The European Union took a big step toward creating a Digital Single Market today with the announcement of a deal that would end roaming charges for mobile consumers across the continent.
The plan had originally been announced two years ago when the European Commission unveiled an ambitious plan to create a DSM that would unify the continent’s fractured rules around digital content, ecommerce, and mobile communications.
However, the plan to end roaming charges across boarders ran into stiff opposition from telecom carriers worried about profits and consumers who were concerned about limits it imposed on data usage. As a result, the proposal appeared dead at one point last year.
But negotiators said today they had reached an agreement on technical issues like sharing carrier costs across networks and a gradual phase-out of caps on data usage.
“This was the last piece of the puzzle,” said Andrus Ansip, vice president for the Digital Single Market, in a statement. “As of 15 June, Europeans will be able to travel in the EU without roaming charges. We have also made sure that operators can continue competing to provide the most attractive offers to their home markets.”

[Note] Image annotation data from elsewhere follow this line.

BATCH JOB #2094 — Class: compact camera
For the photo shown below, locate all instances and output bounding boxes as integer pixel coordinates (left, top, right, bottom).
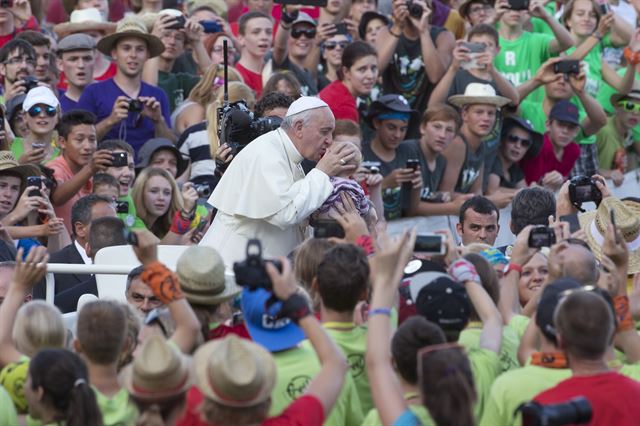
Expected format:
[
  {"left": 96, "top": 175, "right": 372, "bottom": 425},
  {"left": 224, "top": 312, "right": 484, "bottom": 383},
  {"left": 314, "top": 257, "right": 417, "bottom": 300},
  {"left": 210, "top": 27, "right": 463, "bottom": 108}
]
[{"left": 233, "top": 239, "right": 282, "bottom": 291}]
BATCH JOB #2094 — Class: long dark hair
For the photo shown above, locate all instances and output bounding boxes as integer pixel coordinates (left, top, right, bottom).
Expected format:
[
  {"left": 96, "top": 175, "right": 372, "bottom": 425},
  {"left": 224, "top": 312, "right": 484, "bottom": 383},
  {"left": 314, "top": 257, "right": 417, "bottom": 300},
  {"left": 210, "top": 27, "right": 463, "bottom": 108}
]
[
  {"left": 29, "top": 349, "right": 103, "bottom": 426},
  {"left": 418, "top": 344, "right": 477, "bottom": 426}
]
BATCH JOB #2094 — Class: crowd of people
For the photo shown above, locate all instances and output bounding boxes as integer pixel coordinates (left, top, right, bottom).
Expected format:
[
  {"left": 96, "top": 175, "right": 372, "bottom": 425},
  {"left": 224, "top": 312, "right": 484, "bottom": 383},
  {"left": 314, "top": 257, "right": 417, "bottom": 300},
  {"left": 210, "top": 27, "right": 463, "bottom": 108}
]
[{"left": 0, "top": 0, "right": 640, "bottom": 426}]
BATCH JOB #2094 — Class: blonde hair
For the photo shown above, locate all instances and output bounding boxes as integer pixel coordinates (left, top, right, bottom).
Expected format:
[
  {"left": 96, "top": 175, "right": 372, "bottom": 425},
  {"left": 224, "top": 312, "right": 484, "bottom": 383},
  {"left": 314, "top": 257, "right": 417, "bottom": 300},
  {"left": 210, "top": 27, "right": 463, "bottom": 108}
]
[
  {"left": 207, "top": 81, "right": 256, "bottom": 158},
  {"left": 188, "top": 65, "right": 243, "bottom": 108},
  {"left": 131, "top": 167, "right": 183, "bottom": 238},
  {"left": 12, "top": 300, "right": 67, "bottom": 358}
]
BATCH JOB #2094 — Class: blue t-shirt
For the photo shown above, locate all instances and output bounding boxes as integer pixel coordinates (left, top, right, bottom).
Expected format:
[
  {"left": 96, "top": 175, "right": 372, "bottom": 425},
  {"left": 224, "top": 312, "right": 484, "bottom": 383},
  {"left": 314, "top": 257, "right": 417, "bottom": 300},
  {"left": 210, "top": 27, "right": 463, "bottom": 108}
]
[
  {"left": 77, "top": 78, "right": 171, "bottom": 154},
  {"left": 58, "top": 90, "right": 78, "bottom": 114}
]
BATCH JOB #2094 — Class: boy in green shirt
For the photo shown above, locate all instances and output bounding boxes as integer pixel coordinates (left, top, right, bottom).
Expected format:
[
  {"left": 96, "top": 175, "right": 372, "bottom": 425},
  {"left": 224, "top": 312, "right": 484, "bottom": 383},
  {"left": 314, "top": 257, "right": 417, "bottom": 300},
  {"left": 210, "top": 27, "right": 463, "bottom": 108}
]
[{"left": 495, "top": 0, "right": 573, "bottom": 101}]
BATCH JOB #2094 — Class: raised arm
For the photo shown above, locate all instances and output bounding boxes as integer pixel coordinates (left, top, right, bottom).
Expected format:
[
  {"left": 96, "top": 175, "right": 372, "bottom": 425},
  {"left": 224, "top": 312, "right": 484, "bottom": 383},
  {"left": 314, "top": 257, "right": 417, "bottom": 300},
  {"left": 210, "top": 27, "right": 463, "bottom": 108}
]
[
  {"left": 0, "top": 246, "right": 49, "bottom": 367},
  {"left": 366, "top": 231, "right": 415, "bottom": 426}
]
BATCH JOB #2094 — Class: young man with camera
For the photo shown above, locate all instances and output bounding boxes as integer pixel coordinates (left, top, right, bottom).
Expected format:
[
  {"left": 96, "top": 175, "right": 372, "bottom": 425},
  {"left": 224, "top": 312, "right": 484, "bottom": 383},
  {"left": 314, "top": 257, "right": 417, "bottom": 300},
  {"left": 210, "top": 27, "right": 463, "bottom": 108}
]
[
  {"left": 47, "top": 110, "right": 112, "bottom": 233},
  {"left": 78, "top": 16, "right": 176, "bottom": 151}
]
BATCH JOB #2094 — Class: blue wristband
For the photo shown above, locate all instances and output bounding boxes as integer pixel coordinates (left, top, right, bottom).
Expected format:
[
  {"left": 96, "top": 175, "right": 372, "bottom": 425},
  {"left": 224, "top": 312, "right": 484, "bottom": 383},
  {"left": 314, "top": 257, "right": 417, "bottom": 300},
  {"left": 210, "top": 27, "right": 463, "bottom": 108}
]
[{"left": 369, "top": 308, "right": 391, "bottom": 318}]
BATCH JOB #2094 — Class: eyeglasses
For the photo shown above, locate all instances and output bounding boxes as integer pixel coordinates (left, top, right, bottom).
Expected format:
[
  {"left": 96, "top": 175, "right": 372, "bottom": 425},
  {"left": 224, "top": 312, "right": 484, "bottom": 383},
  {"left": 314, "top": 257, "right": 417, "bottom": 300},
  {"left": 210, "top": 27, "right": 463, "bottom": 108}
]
[
  {"left": 507, "top": 135, "right": 531, "bottom": 148},
  {"left": 291, "top": 28, "right": 317, "bottom": 39},
  {"left": 618, "top": 101, "right": 640, "bottom": 112},
  {"left": 323, "top": 41, "right": 349, "bottom": 50},
  {"left": 28, "top": 105, "right": 58, "bottom": 117},
  {"left": 469, "top": 4, "right": 493, "bottom": 15},
  {"left": 4, "top": 56, "right": 36, "bottom": 66}
]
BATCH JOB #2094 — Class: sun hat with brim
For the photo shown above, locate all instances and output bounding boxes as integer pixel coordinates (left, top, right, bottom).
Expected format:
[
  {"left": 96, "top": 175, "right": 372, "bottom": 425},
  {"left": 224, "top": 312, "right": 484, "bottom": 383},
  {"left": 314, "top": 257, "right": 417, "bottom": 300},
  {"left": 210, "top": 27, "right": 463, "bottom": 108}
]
[
  {"left": 53, "top": 7, "right": 117, "bottom": 39},
  {"left": 365, "top": 94, "right": 417, "bottom": 127},
  {"left": 136, "top": 138, "right": 189, "bottom": 176},
  {"left": 358, "top": 10, "right": 391, "bottom": 40},
  {"left": 241, "top": 287, "right": 305, "bottom": 352},
  {"left": 0, "top": 151, "right": 41, "bottom": 186},
  {"left": 98, "top": 15, "right": 164, "bottom": 58},
  {"left": 176, "top": 246, "right": 242, "bottom": 305},
  {"left": 500, "top": 115, "right": 544, "bottom": 158},
  {"left": 122, "top": 335, "right": 193, "bottom": 401},
  {"left": 578, "top": 197, "right": 640, "bottom": 275},
  {"left": 458, "top": 0, "right": 495, "bottom": 19},
  {"left": 193, "top": 334, "right": 276, "bottom": 407},
  {"left": 448, "top": 83, "right": 511, "bottom": 108}
]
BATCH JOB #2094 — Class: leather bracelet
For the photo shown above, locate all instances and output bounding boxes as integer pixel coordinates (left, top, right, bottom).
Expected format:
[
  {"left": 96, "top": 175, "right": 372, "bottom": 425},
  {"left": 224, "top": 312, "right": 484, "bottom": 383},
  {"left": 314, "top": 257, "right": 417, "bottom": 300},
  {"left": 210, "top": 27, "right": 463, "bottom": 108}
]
[{"left": 280, "top": 293, "right": 311, "bottom": 324}]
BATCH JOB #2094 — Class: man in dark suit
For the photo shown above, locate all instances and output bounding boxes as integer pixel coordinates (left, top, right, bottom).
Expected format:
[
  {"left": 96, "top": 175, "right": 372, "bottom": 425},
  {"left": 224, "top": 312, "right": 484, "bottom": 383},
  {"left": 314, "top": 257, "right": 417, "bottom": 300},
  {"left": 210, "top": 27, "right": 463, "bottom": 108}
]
[
  {"left": 54, "top": 217, "right": 127, "bottom": 314},
  {"left": 33, "top": 194, "right": 116, "bottom": 298}
]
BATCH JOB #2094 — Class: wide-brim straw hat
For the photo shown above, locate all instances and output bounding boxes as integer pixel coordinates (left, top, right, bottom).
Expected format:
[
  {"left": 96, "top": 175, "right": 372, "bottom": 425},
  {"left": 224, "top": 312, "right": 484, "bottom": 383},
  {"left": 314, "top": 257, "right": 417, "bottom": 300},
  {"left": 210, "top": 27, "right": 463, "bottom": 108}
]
[
  {"left": 0, "top": 151, "right": 41, "bottom": 186},
  {"left": 97, "top": 15, "right": 164, "bottom": 58},
  {"left": 193, "top": 334, "right": 276, "bottom": 407},
  {"left": 122, "top": 335, "right": 193, "bottom": 402},
  {"left": 176, "top": 246, "right": 242, "bottom": 305},
  {"left": 53, "top": 7, "right": 117, "bottom": 39},
  {"left": 578, "top": 197, "right": 640, "bottom": 275},
  {"left": 448, "top": 83, "right": 511, "bottom": 108}
]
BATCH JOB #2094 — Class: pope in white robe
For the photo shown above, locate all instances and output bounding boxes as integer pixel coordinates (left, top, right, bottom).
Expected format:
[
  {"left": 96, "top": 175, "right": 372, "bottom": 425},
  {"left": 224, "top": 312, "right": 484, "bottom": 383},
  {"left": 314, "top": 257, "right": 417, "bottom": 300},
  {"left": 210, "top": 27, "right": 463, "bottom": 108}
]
[{"left": 200, "top": 97, "right": 354, "bottom": 267}]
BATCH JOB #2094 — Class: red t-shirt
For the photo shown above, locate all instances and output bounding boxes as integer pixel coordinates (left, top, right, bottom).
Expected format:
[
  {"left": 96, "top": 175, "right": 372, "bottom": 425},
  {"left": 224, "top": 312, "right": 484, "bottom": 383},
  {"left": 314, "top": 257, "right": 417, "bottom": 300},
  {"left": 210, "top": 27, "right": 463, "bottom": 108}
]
[
  {"left": 236, "top": 63, "right": 262, "bottom": 99},
  {"left": 535, "top": 372, "right": 640, "bottom": 426},
  {"left": 176, "top": 386, "right": 324, "bottom": 426},
  {"left": 520, "top": 132, "right": 580, "bottom": 184},
  {"left": 318, "top": 80, "right": 360, "bottom": 123},
  {"left": 58, "top": 62, "right": 118, "bottom": 90}
]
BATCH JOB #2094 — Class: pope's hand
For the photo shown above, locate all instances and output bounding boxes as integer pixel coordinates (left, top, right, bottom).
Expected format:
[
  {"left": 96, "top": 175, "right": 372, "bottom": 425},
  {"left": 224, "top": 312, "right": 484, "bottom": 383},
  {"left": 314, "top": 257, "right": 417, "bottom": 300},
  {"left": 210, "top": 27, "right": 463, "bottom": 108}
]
[{"left": 316, "top": 144, "right": 358, "bottom": 176}]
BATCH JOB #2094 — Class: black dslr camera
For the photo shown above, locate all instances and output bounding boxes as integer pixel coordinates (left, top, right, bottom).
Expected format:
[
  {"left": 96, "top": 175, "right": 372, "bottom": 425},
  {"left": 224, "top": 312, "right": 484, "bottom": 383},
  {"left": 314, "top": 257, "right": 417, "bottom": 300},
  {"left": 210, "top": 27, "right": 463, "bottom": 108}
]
[
  {"left": 233, "top": 239, "right": 282, "bottom": 291},
  {"left": 516, "top": 396, "right": 593, "bottom": 426},
  {"left": 529, "top": 225, "right": 556, "bottom": 248},
  {"left": 569, "top": 176, "right": 602, "bottom": 212},
  {"left": 407, "top": 0, "right": 424, "bottom": 18}
]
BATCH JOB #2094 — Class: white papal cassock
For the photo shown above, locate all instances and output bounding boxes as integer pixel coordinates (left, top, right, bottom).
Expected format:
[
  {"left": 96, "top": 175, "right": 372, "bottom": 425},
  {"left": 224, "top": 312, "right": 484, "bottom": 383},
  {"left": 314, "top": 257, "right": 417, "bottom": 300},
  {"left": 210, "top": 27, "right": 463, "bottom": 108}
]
[{"left": 200, "top": 129, "right": 333, "bottom": 267}]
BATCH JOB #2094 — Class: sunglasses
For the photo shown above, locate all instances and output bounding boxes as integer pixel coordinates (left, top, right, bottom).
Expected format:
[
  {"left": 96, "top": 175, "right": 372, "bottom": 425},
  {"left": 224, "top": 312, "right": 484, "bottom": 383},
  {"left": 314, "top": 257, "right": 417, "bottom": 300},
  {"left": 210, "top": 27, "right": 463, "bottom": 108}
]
[
  {"left": 28, "top": 105, "right": 58, "bottom": 117},
  {"left": 507, "top": 135, "right": 531, "bottom": 148},
  {"left": 323, "top": 41, "right": 349, "bottom": 50},
  {"left": 618, "top": 101, "right": 640, "bottom": 112},
  {"left": 291, "top": 28, "right": 317, "bottom": 38}
]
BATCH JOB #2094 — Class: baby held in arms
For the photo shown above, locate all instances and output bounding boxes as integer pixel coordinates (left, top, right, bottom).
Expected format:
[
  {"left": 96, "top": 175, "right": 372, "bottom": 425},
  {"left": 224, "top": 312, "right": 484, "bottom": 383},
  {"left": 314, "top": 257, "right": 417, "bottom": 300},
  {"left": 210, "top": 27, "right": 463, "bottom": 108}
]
[{"left": 311, "top": 142, "right": 377, "bottom": 228}]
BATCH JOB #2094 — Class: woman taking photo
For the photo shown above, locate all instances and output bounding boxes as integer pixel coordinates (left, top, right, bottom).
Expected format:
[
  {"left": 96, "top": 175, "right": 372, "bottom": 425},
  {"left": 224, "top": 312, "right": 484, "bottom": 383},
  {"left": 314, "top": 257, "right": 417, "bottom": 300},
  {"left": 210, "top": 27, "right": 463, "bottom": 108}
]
[
  {"left": 24, "top": 349, "right": 103, "bottom": 426},
  {"left": 318, "top": 41, "right": 378, "bottom": 123},
  {"left": 131, "top": 167, "right": 201, "bottom": 244}
]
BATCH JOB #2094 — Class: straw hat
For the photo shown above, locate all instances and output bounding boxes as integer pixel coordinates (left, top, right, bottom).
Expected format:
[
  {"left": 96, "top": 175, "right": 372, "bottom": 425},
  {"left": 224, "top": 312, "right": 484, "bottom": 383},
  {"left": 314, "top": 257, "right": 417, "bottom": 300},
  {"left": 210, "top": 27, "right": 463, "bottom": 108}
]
[
  {"left": 53, "top": 7, "right": 116, "bottom": 39},
  {"left": 449, "top": 83, "right": 511, "bottom": 108},
  {"left": 0, "top": 151, "right": 40, "bottom": 185},
  {"left": 98, "top": 15, "right": 164, "bottom": 58},
  {"left": 578, "top": 197, "right": 640, "bottom": 275},
  {"left": 122, "top": 335, "right": 192, "bottom": 401},
  {"left": 176, "top": 246, "right": 241, "bottom": 305},
  {"left": 193, "top": 334, "right": 276, "bottom": 407}
]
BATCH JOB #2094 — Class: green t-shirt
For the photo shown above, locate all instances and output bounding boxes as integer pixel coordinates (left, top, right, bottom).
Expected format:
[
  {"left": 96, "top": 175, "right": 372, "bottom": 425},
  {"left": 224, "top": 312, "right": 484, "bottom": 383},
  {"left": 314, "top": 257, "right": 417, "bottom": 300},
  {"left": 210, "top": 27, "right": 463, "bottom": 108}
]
[
  {"left": 10, "top": 138, "right": 60, "bottom": 164},
  {"left": 158, "top": 71, "right": 200, "bottom": 112},
  {"left": 0, "top": 386, "right": 18, "bottom": 425},
  {"left": 322, "top": 322, "right": 373, "bottom": 413},
  {"left": 0, "top": 355, "right": 29, "bottom": 414},
  {"left": 458, "top": 324, "right": 520, "bottom": 372},
  {"left": 480, "top": 365, "right": 571, "bottom": 426},
  {"left": 467, "top": 348, "right": 502, "bottom": 422},
  {"left": 596, "top": 117, "right": 624, "bottom": 170},
  {"left": 362, "top": 404, "right": 435, "bottom": 426},
  {"left": 92, "top": 386, "right": 138, "bottom": 426},
  {"left": 269, "top": 344, "right": 364, "bottom": 426},
  {"left": 494, "top": 31, "right": 554, "bottom": 102}
]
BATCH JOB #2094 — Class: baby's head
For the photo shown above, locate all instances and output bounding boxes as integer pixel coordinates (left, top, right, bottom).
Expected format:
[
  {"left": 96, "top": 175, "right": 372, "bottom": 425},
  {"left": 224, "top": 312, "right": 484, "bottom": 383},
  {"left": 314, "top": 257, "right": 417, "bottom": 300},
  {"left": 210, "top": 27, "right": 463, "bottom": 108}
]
[{"left": 333, "top": 142, "right": 362, "bottom": 179}]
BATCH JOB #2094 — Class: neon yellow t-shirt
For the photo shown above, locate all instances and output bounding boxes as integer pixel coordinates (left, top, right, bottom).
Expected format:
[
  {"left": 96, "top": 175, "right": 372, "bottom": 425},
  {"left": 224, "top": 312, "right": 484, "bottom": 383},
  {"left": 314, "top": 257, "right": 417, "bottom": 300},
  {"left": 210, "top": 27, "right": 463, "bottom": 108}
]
[
  {"left": 92, "top": 386, "right": 138, "bottom": 426},
  {"left": 268, "top": 343, "right": 364, "bottom": 426},
  {"left": 467, "top": 348, "right": 502, "bottom": 421},
  {"left": 480, "top": 365, "right": 571, "bottom": 426},
  {"left": 458, "top": 324, "right": 520, "bottom": 372},
  {"left": 322, "top": 322, "right": 373, "bottom": 413}
]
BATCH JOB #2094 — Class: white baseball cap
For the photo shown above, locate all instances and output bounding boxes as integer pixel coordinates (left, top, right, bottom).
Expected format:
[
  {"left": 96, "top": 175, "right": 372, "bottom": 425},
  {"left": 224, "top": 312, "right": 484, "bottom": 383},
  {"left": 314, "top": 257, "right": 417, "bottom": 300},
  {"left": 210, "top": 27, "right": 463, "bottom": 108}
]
[{"left": 22, "top": 86, "right": 60, "bottom": 111}]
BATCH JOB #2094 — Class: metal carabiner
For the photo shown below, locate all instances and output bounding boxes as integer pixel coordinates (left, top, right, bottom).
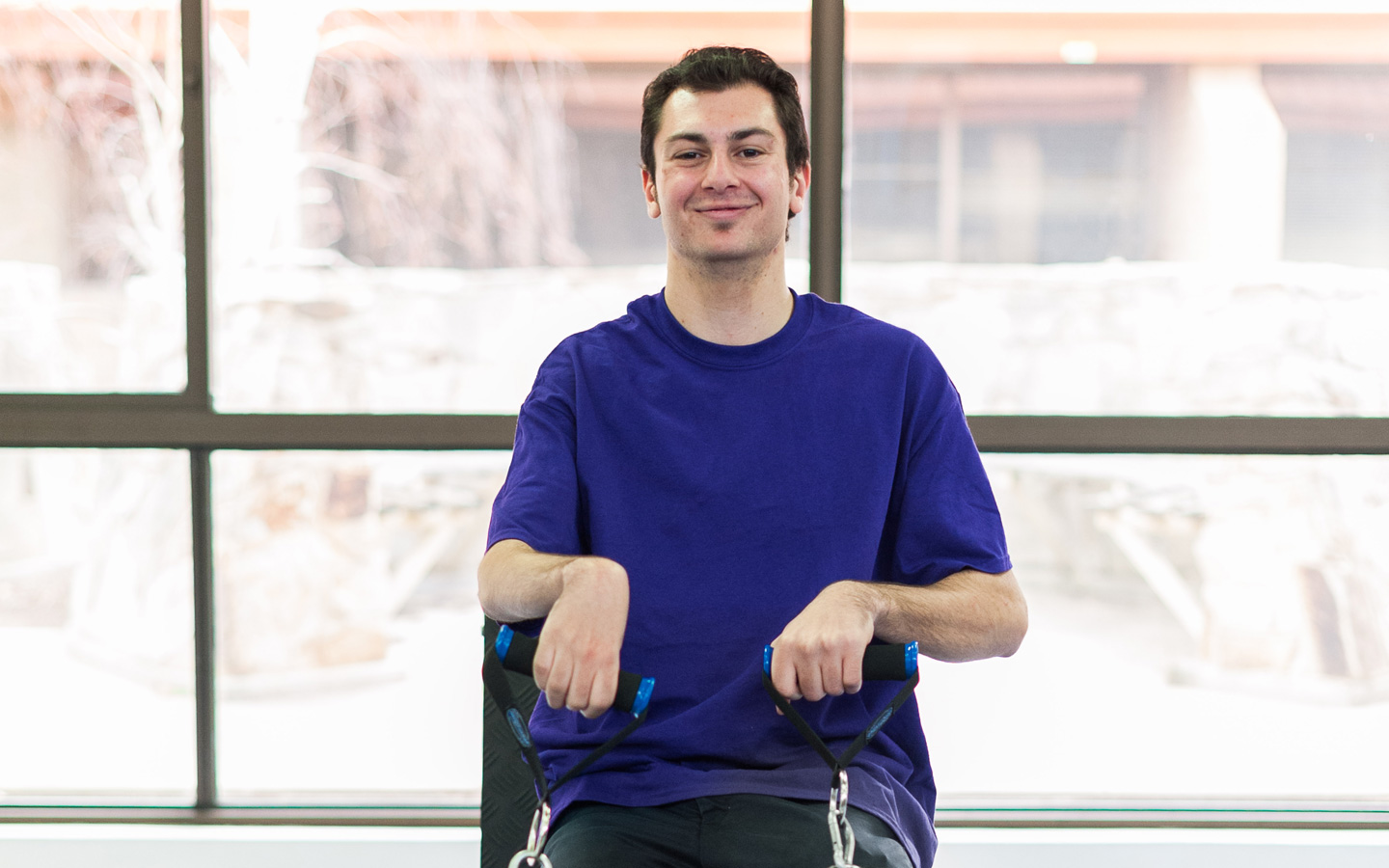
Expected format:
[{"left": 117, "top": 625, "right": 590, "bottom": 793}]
[
  {"left": 507, "top": 799, "right": 553, "bottom": 868},
  {"left": 830, "top": 768, "right": 857, "bottom": 868}
]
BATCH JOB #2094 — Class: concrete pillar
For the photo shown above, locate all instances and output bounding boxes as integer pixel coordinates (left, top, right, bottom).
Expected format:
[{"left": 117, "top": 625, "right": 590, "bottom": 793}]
[
  {"left": 991, "top": 127, "right": 1043, "bottom": 262},
  {"left": 1162, "top": 66, "right": 1288, "bottom": 262}
]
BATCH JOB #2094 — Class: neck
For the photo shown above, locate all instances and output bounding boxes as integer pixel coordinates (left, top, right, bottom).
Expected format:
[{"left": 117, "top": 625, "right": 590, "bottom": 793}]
[{"left": 666, "top": 248, "right": 795, "bottom": 346}]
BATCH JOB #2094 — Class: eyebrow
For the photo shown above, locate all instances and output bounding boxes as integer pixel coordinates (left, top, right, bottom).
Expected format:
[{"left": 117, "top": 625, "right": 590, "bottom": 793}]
[{"left": 666, "top": 126, "right": 776, "bottom": 145}]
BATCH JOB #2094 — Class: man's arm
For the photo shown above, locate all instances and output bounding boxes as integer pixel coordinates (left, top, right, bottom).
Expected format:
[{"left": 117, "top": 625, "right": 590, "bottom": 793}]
[
  {"left": 773, "top": 569, "right": 1028, "bottom": 700},
  {"left": 477, "top": 539, "right": 628, "bottom": 718}
]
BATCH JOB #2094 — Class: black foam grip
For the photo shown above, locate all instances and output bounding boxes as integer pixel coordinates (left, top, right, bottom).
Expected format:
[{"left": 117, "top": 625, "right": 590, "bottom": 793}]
[
  {"left": 502, "top": 632, "right": 641, "bottom": 714},
  {"left": 864, "top": 644, "right": 912, "bottom": 681}
]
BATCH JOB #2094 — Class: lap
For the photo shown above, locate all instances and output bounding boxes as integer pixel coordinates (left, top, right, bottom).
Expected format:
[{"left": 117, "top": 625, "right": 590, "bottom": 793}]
[{"left": 546, "top": 795, "right": 912, "bottom": 868}]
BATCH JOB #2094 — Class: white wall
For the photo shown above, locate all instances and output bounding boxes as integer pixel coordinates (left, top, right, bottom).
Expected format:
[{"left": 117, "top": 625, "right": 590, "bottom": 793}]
[{"left": 0, "top": 825, "right": 1389, "bottom": 868}]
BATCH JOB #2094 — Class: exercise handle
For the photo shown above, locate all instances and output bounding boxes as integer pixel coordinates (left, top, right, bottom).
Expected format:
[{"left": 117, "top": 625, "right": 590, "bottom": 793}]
[
  {"left": 763, "top": 641, "right": 916, "bottom": 681},
  {"left": 493, "top": 625, "right": 656, "bottom": 716}
]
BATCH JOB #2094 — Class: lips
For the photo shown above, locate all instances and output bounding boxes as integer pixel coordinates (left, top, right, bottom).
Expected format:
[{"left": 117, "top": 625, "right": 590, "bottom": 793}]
[{"left": 694, "top": 204, "right": 752, "bottom": 220}]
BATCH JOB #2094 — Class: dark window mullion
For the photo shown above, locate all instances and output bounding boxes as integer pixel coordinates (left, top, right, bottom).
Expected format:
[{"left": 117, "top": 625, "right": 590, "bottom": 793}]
[
  {"left": 810, "top": 0, "right": 845, "bottom": 301},
  {"left": 179, "top": 0, "right": 218, "bottom": 811}
]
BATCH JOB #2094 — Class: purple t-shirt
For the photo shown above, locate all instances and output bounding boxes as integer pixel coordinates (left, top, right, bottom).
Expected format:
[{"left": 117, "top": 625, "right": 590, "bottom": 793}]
[{"left": 487, "top": 293, "right": 1011, "bottom": 865}]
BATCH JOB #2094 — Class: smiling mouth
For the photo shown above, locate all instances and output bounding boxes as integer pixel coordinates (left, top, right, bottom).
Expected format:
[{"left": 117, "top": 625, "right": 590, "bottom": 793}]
[{"left": 694, "top": 205, "right": 751, "bottom": 218}]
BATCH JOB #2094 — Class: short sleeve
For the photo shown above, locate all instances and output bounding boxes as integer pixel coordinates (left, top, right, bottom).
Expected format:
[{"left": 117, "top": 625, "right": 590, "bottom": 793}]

The European Parliament and the Council still must officially vote on the deal. But with support from regulators, politicians, and carriers, the vote is expected to be a formality.
In general, European consumers enjoy far lower prices on telecom and internet services than are available in the U.S. This latest deal will offer one more benefit and a big cost savings to consumers in Europe.
After June 15, consumers will be able to “roam-like-at-home,” according to the deal. The costs for calls, sending an SMS, or using the internet on their mobile phone will be the same wherever they are in Europe. Regulators say the deal will boost competition while still letting carriers recoup their costs.